I can scan the equations that led up to that one if that is helpful. However, I know that they are correct.

I used the velocities in the y direction at point P, along with the coefficient of restitution, to arrive at an equation for omega(B) which used omega(A) and V(A2Y). I used conservation of inertia in the y direction to arrive at :
V(B2Y) = V(A1Y) - V(A2Y).
Also, the velocities of the centers of mass in the x direction remain unchanged, so V(A1X) = V(A2X) and V(B1X) = V(B2X).

 

[Yafa]

right. Have you tried using the relative velocity equations?

V(A2) = V(P2) + V(P/A2)

V(P/A2) = r (P/A) X omega (P/A)

since they are rigid bodies, then omega (P/A) should be the same omega for the entire body...

 

[Yafa]

you could also try to get V(A) by using the parallel axis theorem and working backwards to get it.
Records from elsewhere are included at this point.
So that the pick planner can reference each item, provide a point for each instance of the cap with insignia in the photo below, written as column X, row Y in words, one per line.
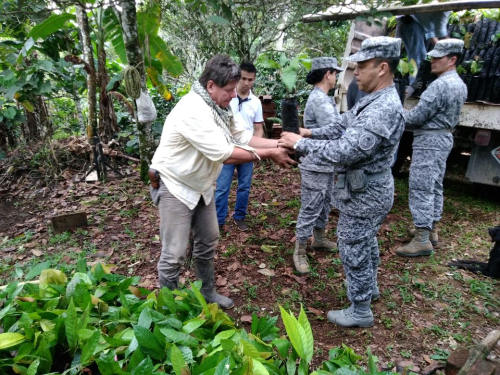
column 378, row 46
column 446, row 47
column 325, row 62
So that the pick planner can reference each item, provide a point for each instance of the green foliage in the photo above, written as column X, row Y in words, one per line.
column 95, row 317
Find I about P, then work backwards from there.

 

[trogtothedor]

Yes I did that. I had velocities at P in the equation relating to the coefficient of restitution, then i substituted values of the velocity at A in order to remove those unknowns, which left me with V(A2Y).

 

[trogtothedor]

and omega(A)

 

[Yafa]

OK, I'm thinking that the I.C.R. must be perpindicular to both velocity vectors for the body correct? If you look at the direction of the velocity of P on A just after the collision, there is only one way to draw a perpindicular line to that vector so that you could draw another perpindicular vector with its tail at A. If you tool around with some trig, I bet you could find V(A) using I.C.R.

 

[trogtothedor]

I was trying to do that but kept ending up with nonsense or arriving at the same equations i already had.

 

[Yafa]

do you have V(by)?

 

[Yafa]

If you have V(bpy), that should be equal to and opposite the impulse applied to point p on A. Use the principle of impulse and momentum to find omega(A)

 

[trogtothedor]

Do you mean after impact? I solved for V(B2Y) in terms of the initial and post-collision velocities of A. I'm not exactly sure how to set up the equation that you're taking about

 

[Yafa]

mv + integral of F dt from t=0 to t=t is equal to mv final. Since V(bp1y) is zero and V(bp2y) is known, V(bp2y) must equal the vertical component of impulse (integral of Fdt).

Then use H(A1) + integral of Mdt from t=0 to t equals H(A2). H(A1) = 0 since it isn't rotating, so integral Mdt = H(A2) = I(A)omega, where M = impulse in the y direction times the horizontal distance from A to p.

 

[Yafa]

More generally, the integral of the sum of all the forces acting on the body over time is equal to the net change in momentum. This can be broken down into component vectors.

integral of sigma Fdt = delta G

Likewise, the integral of all the moments applied over time is equal to the net change in angular momentum.

integral of sigma Mdt = delta H(about G)

 

[Yafa]

I*omega is also equal to r X mv.

 

[trogtothedor]

Thank you for you're assistance, but now I am stuck on one final element. I am unsure whether or not I have the correct angular impulse equation about point p. Should it be : m(ra X Va1) + m(rb X Vb1) = I*omega(a) + I*omega(b) + m(ra X Va2) + m(rb X Vb2) ?

 

[trogtothedor]

Sorry for being so lost. Our book has nothing near as complex as this problem and the most difficult example we solved in class was a simple rod with a fixes point of rotation.

 

[trogtothedor]

When I plug the values given to us as the answers into that equation, it does not work. I don't know if the values could be wrong, which they have been in the past, or if I did not set up my angular impulse equation correctly.

 

[Yafa]

I think you have to treat each body separately. you have a net loss of energy since your coefficient of restitution is less than 1. You should break up the collision into 3 parts. Find the energy before, the change during, and the energy after the collision.

Check this out, it should be of some assistance. http://www.myphysicslab.com/collision.html

Scroll all the way down near the bottom of the page.

 

[trogtothedor]

I understand that there is energy loss. However, momentum is conserved I thought... which is why conservation of momentum is applied. If that's the case then I don't understand why you can't apply conservation of angular momentum to point P and treat the cars as an entire system.